年末年始には多くの高校生の大会が開催されている。男女のサッカー、男女のバレーボール、男女のバスケットボール、ラグビーであろうか。若者が一生懸命プレイする姿には清々しさがある。しかし、近年は次へのステップを狙ってのプレーもあるかもしれない。加えて、高校生のテレビ慣れした姿もみられるのは気にはなる。そして、この大会を最後にスポーツから離れる若者もいるであろう。続ける者も、離れる者も、どちらにも華やかな次のステージがあることを願う。
さて、どのスポーツにしても、参加校が特定化していることがあるように思われる。ベスト8ぐらいになると、今年もこんな顔ぶれかと思うような高校が並んでいる(個人的にはまたかと思ってしまう)。それもほとんどが私立高校になる。これは何を意味するのか。おそらく、私立高校が全国から中学生選手をスカウトしていることがあるだろう。毎年、強豪校になるためには、それなりの選手が必要になる。高校においてもスカウティングをしっかり進めていることの表れになろう。しかし、県外からの選手の獲得が話題になったことを考えると、どこにラインを引くのかは必要になるのかもしれない。そうしないと、大学スポーツのように、全国からの高校選手獲得の動きに右倣えをするように、高校にも広がることになるし、もう広がっていることの是非を考える必要があるように思われる。この辺りをスポーツ庁がどのように考えるのかを示してくれると良いと思うし、それがスポーツ庁の役割でもあるように思う。
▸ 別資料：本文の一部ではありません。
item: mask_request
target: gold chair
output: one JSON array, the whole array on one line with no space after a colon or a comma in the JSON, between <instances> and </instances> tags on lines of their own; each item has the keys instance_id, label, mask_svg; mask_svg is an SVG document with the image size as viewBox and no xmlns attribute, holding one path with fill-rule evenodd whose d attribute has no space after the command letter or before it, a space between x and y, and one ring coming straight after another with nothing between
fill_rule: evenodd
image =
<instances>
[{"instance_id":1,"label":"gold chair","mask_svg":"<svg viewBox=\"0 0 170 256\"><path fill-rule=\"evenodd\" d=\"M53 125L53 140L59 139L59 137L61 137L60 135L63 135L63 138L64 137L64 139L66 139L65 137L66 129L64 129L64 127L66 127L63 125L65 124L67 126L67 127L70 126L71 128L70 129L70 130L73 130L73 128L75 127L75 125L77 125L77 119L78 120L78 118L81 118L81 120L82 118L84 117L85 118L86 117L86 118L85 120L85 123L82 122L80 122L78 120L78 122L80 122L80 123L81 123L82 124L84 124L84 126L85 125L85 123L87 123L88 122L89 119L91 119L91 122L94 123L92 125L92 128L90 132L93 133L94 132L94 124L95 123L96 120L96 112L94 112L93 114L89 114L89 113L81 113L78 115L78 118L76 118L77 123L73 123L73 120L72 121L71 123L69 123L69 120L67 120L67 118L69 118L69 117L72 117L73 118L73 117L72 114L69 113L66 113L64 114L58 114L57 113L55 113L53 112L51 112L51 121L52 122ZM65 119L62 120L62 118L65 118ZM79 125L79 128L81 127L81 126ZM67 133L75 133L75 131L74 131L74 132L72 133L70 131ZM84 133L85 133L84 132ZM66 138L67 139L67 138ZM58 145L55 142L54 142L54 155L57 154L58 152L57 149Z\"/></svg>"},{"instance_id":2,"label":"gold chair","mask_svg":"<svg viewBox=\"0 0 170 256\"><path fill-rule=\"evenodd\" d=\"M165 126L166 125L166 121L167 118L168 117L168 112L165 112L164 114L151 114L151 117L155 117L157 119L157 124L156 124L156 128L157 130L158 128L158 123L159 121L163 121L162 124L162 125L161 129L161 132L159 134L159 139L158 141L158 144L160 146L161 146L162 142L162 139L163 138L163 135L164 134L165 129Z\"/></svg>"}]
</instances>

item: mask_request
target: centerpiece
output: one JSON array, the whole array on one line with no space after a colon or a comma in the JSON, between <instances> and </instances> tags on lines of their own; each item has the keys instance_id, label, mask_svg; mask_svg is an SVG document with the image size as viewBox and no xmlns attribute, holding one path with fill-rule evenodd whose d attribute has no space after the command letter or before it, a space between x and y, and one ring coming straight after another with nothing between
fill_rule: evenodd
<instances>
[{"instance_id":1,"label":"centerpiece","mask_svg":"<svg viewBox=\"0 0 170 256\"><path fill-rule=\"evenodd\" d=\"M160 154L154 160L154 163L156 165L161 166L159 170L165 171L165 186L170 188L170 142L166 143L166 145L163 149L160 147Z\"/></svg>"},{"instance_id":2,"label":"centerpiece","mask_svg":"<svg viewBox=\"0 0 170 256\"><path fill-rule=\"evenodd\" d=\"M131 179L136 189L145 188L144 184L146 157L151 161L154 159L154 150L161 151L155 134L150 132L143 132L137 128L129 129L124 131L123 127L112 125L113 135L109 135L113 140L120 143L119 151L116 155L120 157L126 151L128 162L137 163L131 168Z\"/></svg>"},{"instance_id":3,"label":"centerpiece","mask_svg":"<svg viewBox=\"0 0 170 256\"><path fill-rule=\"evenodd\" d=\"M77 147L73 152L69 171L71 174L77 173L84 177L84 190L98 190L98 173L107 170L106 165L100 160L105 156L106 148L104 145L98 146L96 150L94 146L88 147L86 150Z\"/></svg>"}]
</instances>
もちろん、私立高校は名前を広めることが生徒獲得には重要な要素になる。中学校の部活動を地域クラブに移行するというときに、難色を示したのは私立中学になる。私立中学が大会に出場して、良い成績を収めることは、次の年の生徒獲得にとって重要になり、部活動が地域移行することは学校にとっても死活問題になることを指摘したところもある。これから少子化が進むなかで、私立高校も生徒獲得には躍起になることは間違いない。その点でも、スポーツで高校の名を上げることは、学校経営につながることになるだろう。メディアにも取り上げられることで、後押しになっているところがあるかもしれない。
全国大会に出場する高校が私立を中心に特定化することは、致し方ないのかもしれない。しかし、スポーツとは何か、スポーツの役割は何かを考えるところにきているように思う。また、高校スポーツの現状の中で公立高校の頑張りにも期待したい。指導する先生方にも期待したい。そして、充実した高校生活を送ってほしいと願うところである。